I have different csv file which I'm reading like this:
files <- list.files("D:/...", pattern = "L01")
for (x in files) {
(assign(x, read.csv(x, head=TRUE,, sep=",", skip= 92)))
}
What I would like to achieve next is to split (assign the factors) the files according to a column named "Case" and plot for each of these "Case" all the mean value of the remaining column in a bar plot. So at the end If I have 2 files, 50 factors and 26 column I will get 100 plot with 26 bar in it.
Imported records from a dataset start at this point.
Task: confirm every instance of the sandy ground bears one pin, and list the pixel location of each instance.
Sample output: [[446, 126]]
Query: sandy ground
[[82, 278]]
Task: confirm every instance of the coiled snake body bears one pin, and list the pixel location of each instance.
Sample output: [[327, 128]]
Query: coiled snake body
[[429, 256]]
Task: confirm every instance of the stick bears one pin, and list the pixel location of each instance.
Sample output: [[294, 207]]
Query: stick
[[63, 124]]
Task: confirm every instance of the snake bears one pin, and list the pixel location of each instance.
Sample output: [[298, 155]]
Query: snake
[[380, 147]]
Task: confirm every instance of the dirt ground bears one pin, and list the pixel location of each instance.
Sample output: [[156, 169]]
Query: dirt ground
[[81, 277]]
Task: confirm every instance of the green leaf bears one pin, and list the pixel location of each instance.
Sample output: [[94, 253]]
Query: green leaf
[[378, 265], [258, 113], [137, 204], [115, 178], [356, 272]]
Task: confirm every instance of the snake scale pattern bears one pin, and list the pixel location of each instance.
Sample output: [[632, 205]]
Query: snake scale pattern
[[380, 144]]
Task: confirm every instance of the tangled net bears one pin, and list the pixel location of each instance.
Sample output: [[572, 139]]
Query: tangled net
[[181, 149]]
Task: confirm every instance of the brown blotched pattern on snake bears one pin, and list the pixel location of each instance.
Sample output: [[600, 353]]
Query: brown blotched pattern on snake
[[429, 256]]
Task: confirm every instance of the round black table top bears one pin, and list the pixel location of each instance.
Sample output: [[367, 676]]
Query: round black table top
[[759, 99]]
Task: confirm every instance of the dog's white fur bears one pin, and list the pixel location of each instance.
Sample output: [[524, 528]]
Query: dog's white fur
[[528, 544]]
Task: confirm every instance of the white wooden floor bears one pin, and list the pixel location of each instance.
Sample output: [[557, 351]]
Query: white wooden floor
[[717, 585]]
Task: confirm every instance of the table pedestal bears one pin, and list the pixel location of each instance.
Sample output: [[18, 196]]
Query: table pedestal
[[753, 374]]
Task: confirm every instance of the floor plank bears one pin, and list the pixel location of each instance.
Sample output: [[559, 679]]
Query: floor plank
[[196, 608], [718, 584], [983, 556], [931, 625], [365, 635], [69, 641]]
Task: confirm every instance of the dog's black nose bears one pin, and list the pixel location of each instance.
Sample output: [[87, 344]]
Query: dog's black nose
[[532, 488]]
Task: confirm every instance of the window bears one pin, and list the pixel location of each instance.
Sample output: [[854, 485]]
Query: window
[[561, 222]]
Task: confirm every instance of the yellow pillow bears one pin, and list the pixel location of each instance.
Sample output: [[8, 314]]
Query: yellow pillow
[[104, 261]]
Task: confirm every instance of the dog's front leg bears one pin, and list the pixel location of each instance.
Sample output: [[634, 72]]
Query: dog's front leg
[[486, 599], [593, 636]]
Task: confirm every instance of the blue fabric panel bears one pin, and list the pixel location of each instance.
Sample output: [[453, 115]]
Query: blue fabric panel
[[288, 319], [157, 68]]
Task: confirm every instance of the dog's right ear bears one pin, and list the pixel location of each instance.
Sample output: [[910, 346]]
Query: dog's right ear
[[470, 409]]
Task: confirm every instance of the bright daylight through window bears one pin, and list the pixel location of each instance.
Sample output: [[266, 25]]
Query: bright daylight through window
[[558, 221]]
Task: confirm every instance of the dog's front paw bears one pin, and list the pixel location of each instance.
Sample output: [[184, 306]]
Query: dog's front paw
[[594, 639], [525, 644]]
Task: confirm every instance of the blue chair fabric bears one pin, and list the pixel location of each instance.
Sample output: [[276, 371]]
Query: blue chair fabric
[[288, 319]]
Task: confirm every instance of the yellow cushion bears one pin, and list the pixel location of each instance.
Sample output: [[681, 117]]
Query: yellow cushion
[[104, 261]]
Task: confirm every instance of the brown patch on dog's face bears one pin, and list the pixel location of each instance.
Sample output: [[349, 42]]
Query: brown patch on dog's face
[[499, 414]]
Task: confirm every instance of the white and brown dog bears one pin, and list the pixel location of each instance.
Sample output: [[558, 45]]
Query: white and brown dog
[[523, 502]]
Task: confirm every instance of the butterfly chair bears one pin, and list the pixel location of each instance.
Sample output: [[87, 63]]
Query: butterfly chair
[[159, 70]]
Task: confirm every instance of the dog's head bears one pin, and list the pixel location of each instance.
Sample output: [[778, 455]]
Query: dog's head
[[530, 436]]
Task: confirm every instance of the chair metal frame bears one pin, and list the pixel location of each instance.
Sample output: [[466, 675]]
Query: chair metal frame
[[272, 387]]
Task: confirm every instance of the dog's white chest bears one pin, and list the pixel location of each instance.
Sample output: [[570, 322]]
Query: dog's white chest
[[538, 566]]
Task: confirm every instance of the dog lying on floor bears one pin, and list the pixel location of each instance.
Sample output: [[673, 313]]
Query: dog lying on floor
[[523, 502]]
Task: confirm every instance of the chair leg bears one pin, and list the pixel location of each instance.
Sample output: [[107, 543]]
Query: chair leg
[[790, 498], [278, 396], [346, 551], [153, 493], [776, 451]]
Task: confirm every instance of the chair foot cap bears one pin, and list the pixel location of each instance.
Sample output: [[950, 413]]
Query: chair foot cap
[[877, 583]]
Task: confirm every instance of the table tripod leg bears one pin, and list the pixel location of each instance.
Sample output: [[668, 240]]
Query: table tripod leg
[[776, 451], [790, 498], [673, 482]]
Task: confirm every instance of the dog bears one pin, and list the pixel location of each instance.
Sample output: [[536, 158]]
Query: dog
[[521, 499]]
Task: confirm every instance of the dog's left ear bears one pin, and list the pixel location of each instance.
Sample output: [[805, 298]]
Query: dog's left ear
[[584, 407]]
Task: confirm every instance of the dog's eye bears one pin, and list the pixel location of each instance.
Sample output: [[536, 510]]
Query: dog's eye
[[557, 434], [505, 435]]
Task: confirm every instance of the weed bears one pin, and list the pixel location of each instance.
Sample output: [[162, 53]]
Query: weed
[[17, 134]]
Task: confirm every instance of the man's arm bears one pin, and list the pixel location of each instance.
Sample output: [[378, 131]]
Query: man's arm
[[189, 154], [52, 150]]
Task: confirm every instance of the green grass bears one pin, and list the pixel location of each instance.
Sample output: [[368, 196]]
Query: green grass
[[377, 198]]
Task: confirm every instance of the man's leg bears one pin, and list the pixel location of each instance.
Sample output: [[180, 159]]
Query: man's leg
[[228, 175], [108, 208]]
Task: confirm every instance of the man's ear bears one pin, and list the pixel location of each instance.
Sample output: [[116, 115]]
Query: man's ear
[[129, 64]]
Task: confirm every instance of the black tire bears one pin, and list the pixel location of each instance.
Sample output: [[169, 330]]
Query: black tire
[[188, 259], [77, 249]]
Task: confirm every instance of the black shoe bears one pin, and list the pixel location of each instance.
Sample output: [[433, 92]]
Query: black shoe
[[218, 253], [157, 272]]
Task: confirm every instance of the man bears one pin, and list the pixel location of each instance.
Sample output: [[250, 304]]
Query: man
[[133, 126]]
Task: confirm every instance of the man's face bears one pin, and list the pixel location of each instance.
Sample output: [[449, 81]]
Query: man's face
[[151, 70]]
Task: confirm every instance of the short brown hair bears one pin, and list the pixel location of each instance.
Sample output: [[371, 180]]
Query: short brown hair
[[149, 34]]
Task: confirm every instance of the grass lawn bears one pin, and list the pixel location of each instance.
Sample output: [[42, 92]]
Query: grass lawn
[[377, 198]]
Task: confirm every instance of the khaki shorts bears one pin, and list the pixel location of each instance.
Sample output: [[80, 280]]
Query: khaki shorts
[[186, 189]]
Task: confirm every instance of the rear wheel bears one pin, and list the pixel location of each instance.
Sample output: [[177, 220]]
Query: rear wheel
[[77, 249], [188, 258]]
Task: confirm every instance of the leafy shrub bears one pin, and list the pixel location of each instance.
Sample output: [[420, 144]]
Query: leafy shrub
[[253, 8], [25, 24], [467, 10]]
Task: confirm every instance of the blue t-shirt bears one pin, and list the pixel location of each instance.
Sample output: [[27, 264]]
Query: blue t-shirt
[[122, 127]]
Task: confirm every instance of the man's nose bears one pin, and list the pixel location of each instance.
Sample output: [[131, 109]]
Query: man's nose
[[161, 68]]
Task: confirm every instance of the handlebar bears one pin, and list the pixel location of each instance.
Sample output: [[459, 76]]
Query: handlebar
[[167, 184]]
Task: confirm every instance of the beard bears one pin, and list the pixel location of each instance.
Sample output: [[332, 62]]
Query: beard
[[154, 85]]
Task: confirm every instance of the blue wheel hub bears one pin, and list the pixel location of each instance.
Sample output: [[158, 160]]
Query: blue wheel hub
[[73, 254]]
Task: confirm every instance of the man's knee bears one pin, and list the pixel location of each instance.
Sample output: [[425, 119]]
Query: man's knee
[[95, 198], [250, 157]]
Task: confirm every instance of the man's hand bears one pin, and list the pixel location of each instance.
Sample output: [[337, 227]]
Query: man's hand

so I will need for each file something like,
Cases <- factor(x$Cases)
But for each file and then 1 plot for each factor with 26 bar.
Hope this is clear.
Thanks for any suggestion.
E.g. for each file I have
AAA col1 col2 col3 ....
AAA
BBB
BBB
CCC
CCC
DDD
DDD
EEE
EEE
AAA
AAA
BBB
BBB
CCC
CCC
DDD
DDD
EEE
EEE
So the factors are AAA
, BBB
, CCC
, DDD
, EEE
. I need to plot the mean of each column of these factor for each file.
Thanks for support.
Your question is not worded very clearly, but something like this might get you started:
# First, some sample data
set.seed(1)
df = data.frame(Cases = sample(LETTERS[1:5], 20, replace=TRUE),
Set1 = sample(4:10, 20, replace=TRUE),
Set2 = sample(6:19, 20, replace=TRUE),
Set3 = sample(1:20, 20, replace=TRUE),
Set4 = sample(5:16, 20, replace=TRUE))
# Use aggregate to find means by group
temp = aggregate(df[-1], by=list(df$Cases), mean)
# Plot
# par(mfrow=c(2, 2)) # Just for demonstration; used for the attached image
lapply(temp[-1], barplot, names.arg = temp$Group.1)
dev.off() # Reset the graphics device if you've changed par.
This gives you something like the following:
After reading your question again, I think that I misunderstood how you wanted to do your groupings. The following uses apply
to plot by rows instead of columns.
par(mfrow=c(2, 3)) # Just for demonstration
apply(temp[-1], 1, barplot)
dev.off() # Reset the graphics device
If you want to combine some of the factors, I would suggest creating a new factor variable before splitting. So, for instance, if you wanted to split by "A+B", "C", "D", and "E" (four groups instead of five), you can do something like the following:
# Create a new factor variable
df$Cases_2 = df$Cases # So you don't overwrite your original data
levels(df$Cases_2) <- ifelse(levels(df$Cases_2) %in% c("A","B"),
"AB", levels(df$Cases_2))
# Proceed almost as before
temp = aggregate(df[-c(1, 6)], by=list(df$Cases_2), mean)
apply(temp[-1], 1, barplot)